Born to a Malaysian father and Indonesian mother, Jia Yi, who turns 12 in a few months’ time, was denied citizenship by the National Registration Department (NRD) as he was born a day before his parents registered their marriage.
His father, Tan Ban Guan, related that after months of gathering documents and hitting brick walls trying to register their marriage, he and his wife were told that they could do so at the NRD in Ipoh on July 26, 2005.
“Coincidentally, my wife went into labour the same day. By the time Jia Yi was born, it was already too late.
“The officer was about to go home and told us to come the next day, which we did,” the 45-year-old part-time mosaic layer and odd job worker said after submitting his son’s application for citizenship for the third time in the last four years.
Ban Guan, whose three younger children are Malaysian citizens, said that Jia Yi also did not have Indonesian citizenship as his wife had not registered the boy’s birth in her country.
“We are very worried for his future.
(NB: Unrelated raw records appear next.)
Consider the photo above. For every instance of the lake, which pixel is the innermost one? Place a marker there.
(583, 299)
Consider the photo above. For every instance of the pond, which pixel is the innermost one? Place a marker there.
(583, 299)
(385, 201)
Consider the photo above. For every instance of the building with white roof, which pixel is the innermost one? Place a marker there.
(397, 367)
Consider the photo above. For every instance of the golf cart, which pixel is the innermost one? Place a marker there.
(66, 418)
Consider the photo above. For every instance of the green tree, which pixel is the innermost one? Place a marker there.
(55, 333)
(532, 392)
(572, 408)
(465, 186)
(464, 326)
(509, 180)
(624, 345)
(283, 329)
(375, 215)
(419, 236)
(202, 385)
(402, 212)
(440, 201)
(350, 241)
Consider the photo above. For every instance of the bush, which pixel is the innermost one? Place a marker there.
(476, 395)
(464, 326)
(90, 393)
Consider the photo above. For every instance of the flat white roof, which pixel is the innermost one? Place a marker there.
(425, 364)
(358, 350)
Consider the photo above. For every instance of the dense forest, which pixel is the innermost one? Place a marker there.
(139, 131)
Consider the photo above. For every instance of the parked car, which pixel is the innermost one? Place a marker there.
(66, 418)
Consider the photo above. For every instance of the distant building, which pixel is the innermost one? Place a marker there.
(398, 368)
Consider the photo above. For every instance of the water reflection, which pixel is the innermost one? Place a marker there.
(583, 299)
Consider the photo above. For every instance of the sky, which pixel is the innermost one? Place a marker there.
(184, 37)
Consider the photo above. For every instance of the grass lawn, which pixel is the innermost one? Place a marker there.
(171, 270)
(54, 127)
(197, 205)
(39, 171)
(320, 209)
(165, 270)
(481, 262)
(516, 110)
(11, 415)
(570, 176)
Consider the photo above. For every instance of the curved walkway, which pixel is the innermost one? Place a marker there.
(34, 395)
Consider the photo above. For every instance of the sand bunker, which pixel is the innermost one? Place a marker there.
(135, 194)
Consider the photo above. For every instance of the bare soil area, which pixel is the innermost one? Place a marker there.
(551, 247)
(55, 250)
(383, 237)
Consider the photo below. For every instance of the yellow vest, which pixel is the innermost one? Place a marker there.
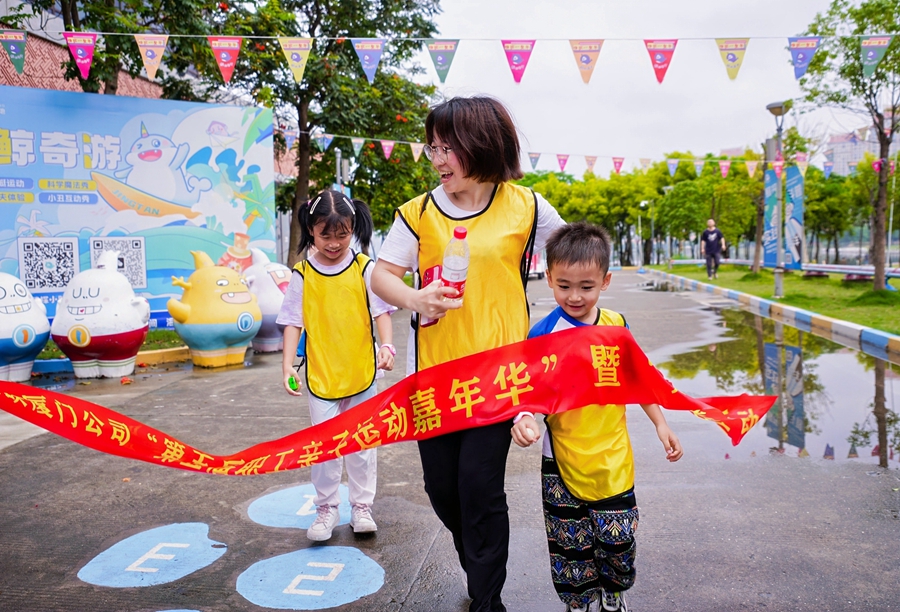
(340, 344)
(591, 444)
(495, 308)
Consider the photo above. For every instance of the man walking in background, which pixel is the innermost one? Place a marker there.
(712, 243)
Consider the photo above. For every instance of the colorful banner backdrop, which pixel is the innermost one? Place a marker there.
(770, 237)
(81, 46)
(673, 166)
(518, 52)
(369, 51)
(873, 49)
(802, 51)
(14, 43)
(152, 48)
(586, 53)
(548, 375)
(794, 236)
(442, 52)
(732, 51)
(226, 50)
(661, 52)
(296, 52)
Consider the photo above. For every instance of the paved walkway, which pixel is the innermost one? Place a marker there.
(767, 534)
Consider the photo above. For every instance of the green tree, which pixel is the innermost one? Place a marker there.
(836, 78)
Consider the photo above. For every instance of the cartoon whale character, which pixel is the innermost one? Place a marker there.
(217, 315)
(100, 324)
(24, 329)
(268, 281)
(156, 169)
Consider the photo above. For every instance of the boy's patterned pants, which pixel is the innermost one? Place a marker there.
(591, 543)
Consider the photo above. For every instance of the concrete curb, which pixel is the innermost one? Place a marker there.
(875, 342)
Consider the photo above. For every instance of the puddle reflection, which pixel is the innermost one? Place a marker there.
(835, 403)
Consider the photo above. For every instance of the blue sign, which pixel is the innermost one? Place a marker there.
(294, 507)
(156, 556)
(311, 579)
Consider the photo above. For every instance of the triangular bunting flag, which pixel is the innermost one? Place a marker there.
(673, 166)
(14, 43)
(660, 55)
(442, 52)
(802, 51)
(152, 47)
(873, 49)
(517, 54)
(387, 146)
(226, 50)
(732, 51)
(296, 52)
(586, 52)
(81, 46)
(369, 51)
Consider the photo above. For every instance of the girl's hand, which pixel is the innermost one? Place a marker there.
(430, 301)
(385, 359)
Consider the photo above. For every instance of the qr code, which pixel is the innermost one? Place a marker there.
(132, 257)
(47, 263)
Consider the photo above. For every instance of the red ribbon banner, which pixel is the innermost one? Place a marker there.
(550, 374)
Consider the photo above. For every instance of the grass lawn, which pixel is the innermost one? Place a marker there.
(854, 302)
(156, 339)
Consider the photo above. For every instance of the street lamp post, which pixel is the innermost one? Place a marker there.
(778, 109)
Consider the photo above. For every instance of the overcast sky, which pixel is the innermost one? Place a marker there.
(624, 111)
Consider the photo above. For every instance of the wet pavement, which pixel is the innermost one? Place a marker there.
(768, 525)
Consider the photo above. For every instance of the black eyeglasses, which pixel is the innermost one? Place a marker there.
(433, 152)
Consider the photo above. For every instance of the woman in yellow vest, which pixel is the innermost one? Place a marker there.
(473, 145)
(329, 298)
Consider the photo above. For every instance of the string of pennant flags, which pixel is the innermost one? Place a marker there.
(226, 50)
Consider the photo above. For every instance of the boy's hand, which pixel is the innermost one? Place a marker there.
(526, 431)
(670, 441)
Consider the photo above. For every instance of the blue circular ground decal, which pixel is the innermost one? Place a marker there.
(156, 556)
(311, 579)
(294, 507)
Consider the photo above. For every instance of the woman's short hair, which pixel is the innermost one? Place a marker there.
(481, 133)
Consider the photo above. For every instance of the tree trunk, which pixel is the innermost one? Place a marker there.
(301, 194)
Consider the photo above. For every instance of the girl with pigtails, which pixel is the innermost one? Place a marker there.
(329, 297)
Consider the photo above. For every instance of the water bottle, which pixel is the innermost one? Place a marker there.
(456, 263)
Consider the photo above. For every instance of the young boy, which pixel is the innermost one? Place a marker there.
(587, 472)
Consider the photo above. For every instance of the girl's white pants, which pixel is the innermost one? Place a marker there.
(361, 467)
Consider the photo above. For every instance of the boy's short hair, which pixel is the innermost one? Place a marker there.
(481, 133)
(579, 243)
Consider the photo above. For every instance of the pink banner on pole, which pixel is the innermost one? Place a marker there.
(518, 53)
(226, 50)
(81, 46)
(586, 53)
(661, 52)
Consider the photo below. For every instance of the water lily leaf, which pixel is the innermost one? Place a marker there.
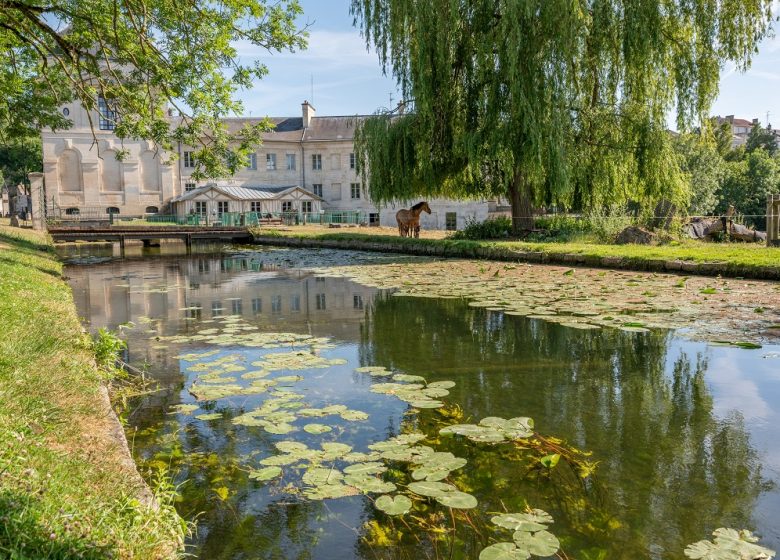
(534, 520)
(265, 474)
(503, 551)
(541, 543)
(374, 467)
(316, 428)
(397, 505)
(459, 500)
(432, 489)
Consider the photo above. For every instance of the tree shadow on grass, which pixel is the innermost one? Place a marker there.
(25, 536)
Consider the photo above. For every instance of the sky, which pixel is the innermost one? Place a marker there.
(346, 79)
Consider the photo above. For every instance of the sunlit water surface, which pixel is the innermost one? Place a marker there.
(686, 435)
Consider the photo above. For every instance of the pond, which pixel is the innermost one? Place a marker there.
(284, 385)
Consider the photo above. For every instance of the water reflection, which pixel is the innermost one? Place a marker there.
(679, 452)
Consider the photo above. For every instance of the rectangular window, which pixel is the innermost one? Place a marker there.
(106, 114)
(451, 221)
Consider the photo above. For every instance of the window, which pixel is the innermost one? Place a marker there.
(106, 114)
(451, 221)
(354, 190)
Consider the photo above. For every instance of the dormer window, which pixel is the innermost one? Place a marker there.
(107, 116)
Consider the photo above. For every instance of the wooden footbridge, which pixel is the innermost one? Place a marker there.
(149, 234)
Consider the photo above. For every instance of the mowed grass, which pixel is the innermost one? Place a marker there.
(67, 489)
(732, 255)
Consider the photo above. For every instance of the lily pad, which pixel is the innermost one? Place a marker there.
(394, 505)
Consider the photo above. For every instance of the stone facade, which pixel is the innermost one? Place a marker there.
(83, 174)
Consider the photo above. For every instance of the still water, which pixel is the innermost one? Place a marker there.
(686, 435)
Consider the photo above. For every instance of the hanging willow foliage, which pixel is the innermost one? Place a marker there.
(545, 100)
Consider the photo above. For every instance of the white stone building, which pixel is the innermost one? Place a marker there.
(83, 175)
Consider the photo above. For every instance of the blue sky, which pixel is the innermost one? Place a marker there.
(348, 80)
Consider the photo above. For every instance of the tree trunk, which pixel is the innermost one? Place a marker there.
(521, 201)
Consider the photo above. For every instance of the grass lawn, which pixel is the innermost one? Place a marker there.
(68, 488)
(731, 255)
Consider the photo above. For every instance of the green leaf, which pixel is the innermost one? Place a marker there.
(397, 505)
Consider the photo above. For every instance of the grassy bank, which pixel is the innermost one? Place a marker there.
(691, 257)
(68, 487)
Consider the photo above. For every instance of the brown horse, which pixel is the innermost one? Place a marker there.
(409, 220)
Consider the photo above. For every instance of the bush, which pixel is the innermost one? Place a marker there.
(494, 228)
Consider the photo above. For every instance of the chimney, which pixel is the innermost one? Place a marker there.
(308, 113)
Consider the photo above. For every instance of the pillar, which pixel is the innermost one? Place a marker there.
(37, 201)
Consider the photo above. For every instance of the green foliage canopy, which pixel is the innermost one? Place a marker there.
(545, 100)
(143, 57)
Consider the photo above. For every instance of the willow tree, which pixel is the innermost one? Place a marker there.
(544, 100)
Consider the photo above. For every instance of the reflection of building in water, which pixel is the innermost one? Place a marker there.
(179, 292)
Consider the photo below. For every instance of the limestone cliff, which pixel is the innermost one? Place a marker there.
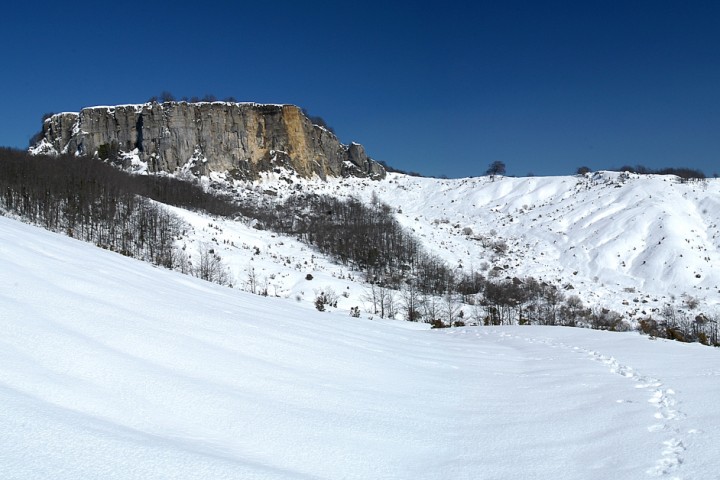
(241, 138)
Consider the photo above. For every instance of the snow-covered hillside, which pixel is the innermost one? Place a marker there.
(112, 368)
(631, 243)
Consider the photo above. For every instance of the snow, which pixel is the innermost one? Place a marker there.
(631, 243)
(111, 368)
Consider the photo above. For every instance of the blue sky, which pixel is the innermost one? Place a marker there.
(544, 87)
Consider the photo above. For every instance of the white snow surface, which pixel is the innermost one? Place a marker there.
(631, 243)
(111, 368)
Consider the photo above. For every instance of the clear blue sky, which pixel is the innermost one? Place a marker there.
(544, 87)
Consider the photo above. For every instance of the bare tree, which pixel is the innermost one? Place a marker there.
(411, 301)
(210, 267)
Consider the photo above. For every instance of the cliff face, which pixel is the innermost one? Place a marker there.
(241, 138)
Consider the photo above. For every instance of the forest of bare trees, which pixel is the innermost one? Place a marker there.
(95, 202)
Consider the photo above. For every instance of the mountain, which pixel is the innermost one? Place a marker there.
(205, 137)
(111, 368)
(628, 242)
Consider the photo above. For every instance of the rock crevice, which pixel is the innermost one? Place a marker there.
(244, 138)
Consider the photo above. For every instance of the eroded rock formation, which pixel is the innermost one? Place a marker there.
(240, 138)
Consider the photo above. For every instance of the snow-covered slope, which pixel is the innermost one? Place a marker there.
(110, 368)
(632, 243)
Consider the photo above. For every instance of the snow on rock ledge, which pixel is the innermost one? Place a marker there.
(240, 138)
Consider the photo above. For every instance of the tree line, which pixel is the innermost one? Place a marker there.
(93, 201)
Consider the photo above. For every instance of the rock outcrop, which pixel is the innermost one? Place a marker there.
(243, 139)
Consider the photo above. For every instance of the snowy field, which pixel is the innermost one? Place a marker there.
(113, 369)
(631, 243)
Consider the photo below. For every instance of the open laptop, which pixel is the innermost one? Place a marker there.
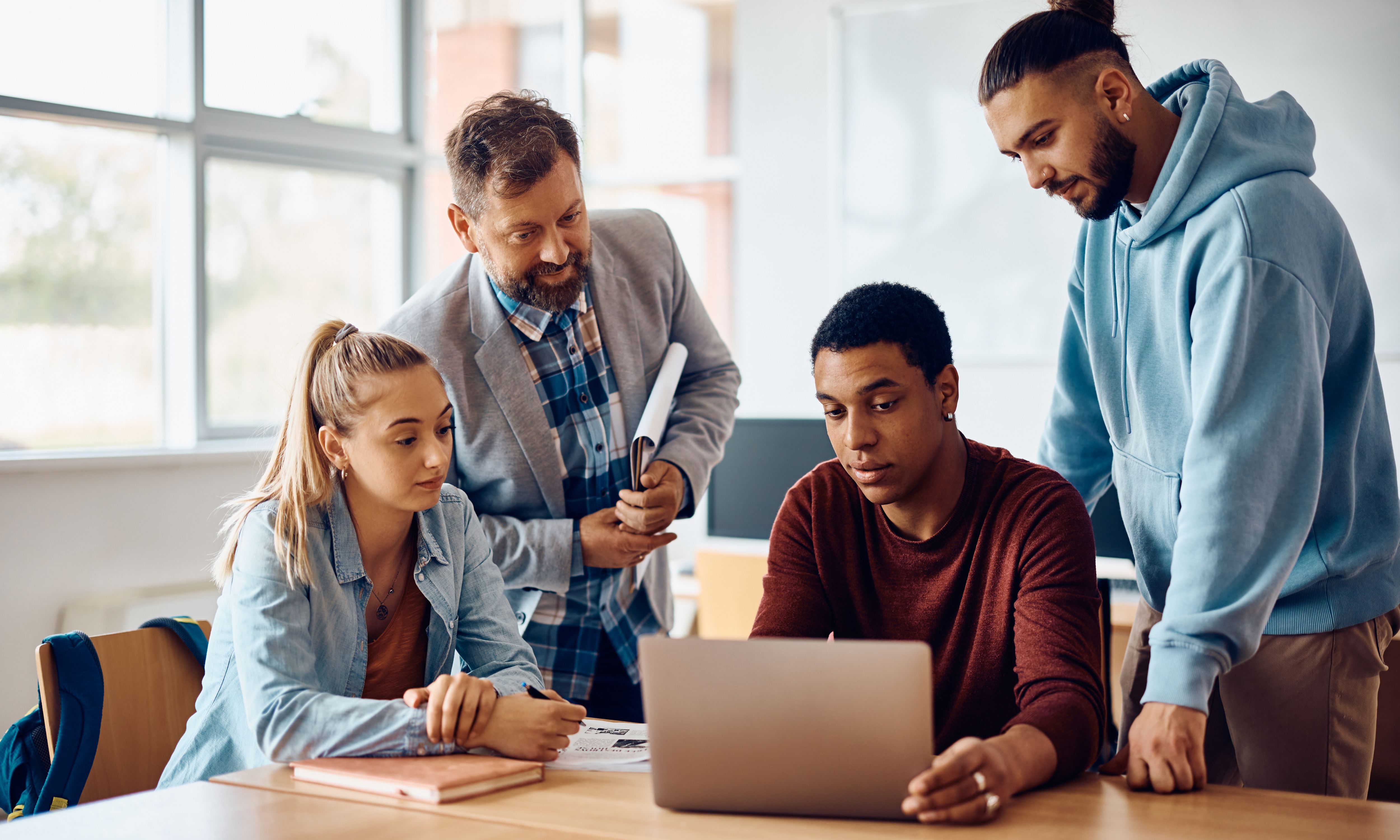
(787, 726)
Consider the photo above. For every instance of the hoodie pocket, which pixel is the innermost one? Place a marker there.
(1150, 500)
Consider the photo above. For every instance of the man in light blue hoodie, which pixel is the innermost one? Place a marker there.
(1219, 369)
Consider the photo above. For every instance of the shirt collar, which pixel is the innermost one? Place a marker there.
(534, 323)
(345, 542)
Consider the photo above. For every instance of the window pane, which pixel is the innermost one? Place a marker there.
(477, 48)
(94, 54)
(288, 248)
(76, 339)
(331, 61)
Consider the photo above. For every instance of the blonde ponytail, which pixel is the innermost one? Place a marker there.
(299, 474)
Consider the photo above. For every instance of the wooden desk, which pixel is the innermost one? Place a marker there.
(619, 807)
(205, 811)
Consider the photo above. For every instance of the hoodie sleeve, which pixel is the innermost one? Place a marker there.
(1251, 472)
(1076, 442)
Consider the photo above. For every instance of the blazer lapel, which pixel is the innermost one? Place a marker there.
(618, 325)
(506, 374)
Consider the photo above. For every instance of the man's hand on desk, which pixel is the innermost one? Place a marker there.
(972, 780)
(607, 544)
(653, 509)
(1165, 752)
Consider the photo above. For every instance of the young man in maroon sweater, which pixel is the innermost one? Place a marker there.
(916, 533)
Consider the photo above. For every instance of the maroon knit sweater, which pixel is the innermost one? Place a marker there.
(1004, 594)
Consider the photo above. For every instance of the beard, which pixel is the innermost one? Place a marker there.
(540, 286)
(1111, 174)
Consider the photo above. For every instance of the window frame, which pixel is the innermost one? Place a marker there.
(192, 134)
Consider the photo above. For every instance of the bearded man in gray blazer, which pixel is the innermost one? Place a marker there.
(551, 332)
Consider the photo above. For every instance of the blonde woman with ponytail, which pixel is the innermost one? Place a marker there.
(351, 576)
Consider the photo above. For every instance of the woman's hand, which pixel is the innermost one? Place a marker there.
(460, 708)
(527, 729)
(972, 780)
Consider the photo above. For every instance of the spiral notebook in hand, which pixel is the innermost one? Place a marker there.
(432, 779)
(653, 429)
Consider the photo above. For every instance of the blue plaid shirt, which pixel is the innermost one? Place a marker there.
(569, 366)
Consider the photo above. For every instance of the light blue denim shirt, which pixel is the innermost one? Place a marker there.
(286, 663)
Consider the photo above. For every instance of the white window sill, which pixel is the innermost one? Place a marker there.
(205, 454)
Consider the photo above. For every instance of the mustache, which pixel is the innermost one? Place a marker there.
(1055, 187)
(548, 269)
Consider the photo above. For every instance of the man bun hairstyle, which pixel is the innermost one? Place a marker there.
(506, 143)
(1046, 41)
(888, 313)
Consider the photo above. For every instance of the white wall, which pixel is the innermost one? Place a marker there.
(787, 212)
(785, 216)
(82, 527)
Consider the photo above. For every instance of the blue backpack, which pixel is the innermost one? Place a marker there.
(30, 783)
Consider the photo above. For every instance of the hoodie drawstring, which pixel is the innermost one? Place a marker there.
(1114, 269)
(1128, 281)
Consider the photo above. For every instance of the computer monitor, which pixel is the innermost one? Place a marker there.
(762, 461)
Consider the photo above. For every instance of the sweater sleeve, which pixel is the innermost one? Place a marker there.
(794, 601)
(1058, 635)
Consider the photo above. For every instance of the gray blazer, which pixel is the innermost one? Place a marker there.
(507, 461)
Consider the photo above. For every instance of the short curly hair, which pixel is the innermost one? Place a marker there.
(507, 142)
(888, 313)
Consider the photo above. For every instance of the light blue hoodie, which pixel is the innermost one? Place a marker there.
(1219, 367)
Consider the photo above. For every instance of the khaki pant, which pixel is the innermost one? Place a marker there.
(1298, 716)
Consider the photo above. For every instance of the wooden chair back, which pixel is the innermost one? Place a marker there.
(150, 682)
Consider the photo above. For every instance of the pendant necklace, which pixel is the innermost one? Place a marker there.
(384, 611)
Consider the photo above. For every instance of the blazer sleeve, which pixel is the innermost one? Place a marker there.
(531, 554)
(709, 390)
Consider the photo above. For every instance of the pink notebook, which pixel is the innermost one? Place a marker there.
(433, 779)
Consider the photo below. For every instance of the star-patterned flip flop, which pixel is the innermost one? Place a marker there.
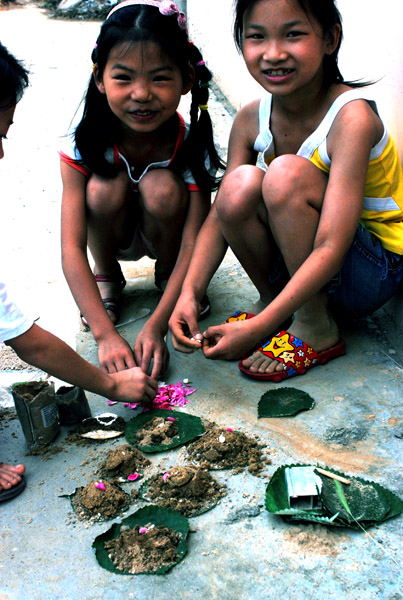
(295, 355)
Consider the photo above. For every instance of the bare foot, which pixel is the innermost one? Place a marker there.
(318, 337)
(111, 290)
(10, 475)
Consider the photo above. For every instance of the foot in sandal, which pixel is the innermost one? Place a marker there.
(288, 354)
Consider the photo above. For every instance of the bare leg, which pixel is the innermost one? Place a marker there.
(293, 192)
(110, 208)
(10, 475)
(164, 200)
(245, 226)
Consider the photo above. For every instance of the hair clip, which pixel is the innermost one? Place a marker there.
(166, 7)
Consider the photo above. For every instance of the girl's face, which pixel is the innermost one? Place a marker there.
(143, 86)
(6, 119)
(283, 47)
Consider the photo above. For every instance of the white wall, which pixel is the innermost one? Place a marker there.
(372, 49)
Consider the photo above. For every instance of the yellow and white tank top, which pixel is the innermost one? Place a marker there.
(382, 211)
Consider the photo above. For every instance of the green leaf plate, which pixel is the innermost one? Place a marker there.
(189, 428)
(284, 402)
(367, 501)
(150, 514)
(143, 489)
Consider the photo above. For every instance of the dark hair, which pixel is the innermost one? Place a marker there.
(327, 15)
(13, 79)
(98, 128)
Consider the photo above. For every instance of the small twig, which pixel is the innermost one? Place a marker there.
(392, 359)
(333, 475)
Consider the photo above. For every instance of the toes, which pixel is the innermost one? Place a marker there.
(10, 475)
(259, 363)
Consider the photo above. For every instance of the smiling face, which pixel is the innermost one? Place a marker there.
(284, 47)
(143, 86)
(6, 119)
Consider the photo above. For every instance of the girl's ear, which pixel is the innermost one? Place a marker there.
(98, 81)
(189, 81)
(333, 38)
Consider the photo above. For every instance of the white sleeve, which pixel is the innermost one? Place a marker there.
(12, 321)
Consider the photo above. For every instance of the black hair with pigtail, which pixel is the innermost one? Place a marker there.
(13, 79)
(99, 128)
(200, 142)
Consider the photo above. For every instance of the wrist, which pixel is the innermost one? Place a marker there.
(111, 388)
(103, 335)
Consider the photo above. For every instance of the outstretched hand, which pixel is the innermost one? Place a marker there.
(185, 331)
(228, 341)
(115, 354)
(133, 385)
(150, 346)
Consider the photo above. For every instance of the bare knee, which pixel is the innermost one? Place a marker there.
(292, 180)
(240, 194)
(163, 194)
(106, 197)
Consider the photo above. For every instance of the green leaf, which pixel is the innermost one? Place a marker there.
(284, 402)
(149, 514)
(143, 489)
(277, 501)
(189, 428)
(358, 505)
(361, 500)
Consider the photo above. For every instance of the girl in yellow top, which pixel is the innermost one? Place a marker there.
(329, 206)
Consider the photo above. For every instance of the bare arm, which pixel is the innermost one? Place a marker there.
(211, 246)
(42, 349)
(150, 342)
(114, 352)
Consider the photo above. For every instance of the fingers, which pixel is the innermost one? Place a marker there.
(211, 345)
(160, 363)
(158, 354)
(10, 475)
(184, 338)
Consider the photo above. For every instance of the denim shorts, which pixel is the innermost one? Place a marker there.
(369, 276)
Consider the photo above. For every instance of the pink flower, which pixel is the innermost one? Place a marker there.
(168, 396)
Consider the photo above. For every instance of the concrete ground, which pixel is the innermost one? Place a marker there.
(236, 551)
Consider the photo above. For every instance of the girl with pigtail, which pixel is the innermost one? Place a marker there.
(137, 179)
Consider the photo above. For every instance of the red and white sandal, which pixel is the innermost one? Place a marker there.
(110, 303)
(295, 355)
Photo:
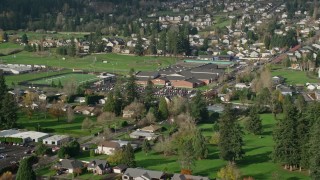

What’s going to happen when he comes of age?
“He won’t be able to further his education, neither can he gain legal employment,” he said.
According to Ban Guan, Jia Yi was being bullied in school for being “different”.
“In the last two years, he has become more aware of his situation and keeps asking us about it.
“He is becoming withdrawn and his grades have dropped,” he said.
Volleyball coach Patrick Morton, who is helping Ban Guan apply for citizenship for Jia Yi, said the boy had queried why he could not represent Perak in volleyball in the State Schools Sports Council meet.
“He is good enough to represent the state. The obvious reason that he has not been selected is because he’s not a Malaysian citizen.
“The boy is a victim of circumstance. We were told that his application will take a year to process.
“Hopefully, it can be done faster since it is not a very difficult case to process,” said Morton.
Asked if he understood what was happening, Jia Yi nodded and said:
“I want to be a Malaysian like my siblings and friends. I am just like them, except that I do not have a MyKid.
“I want to continue attending school and one day represent the country in volleyball,” he added.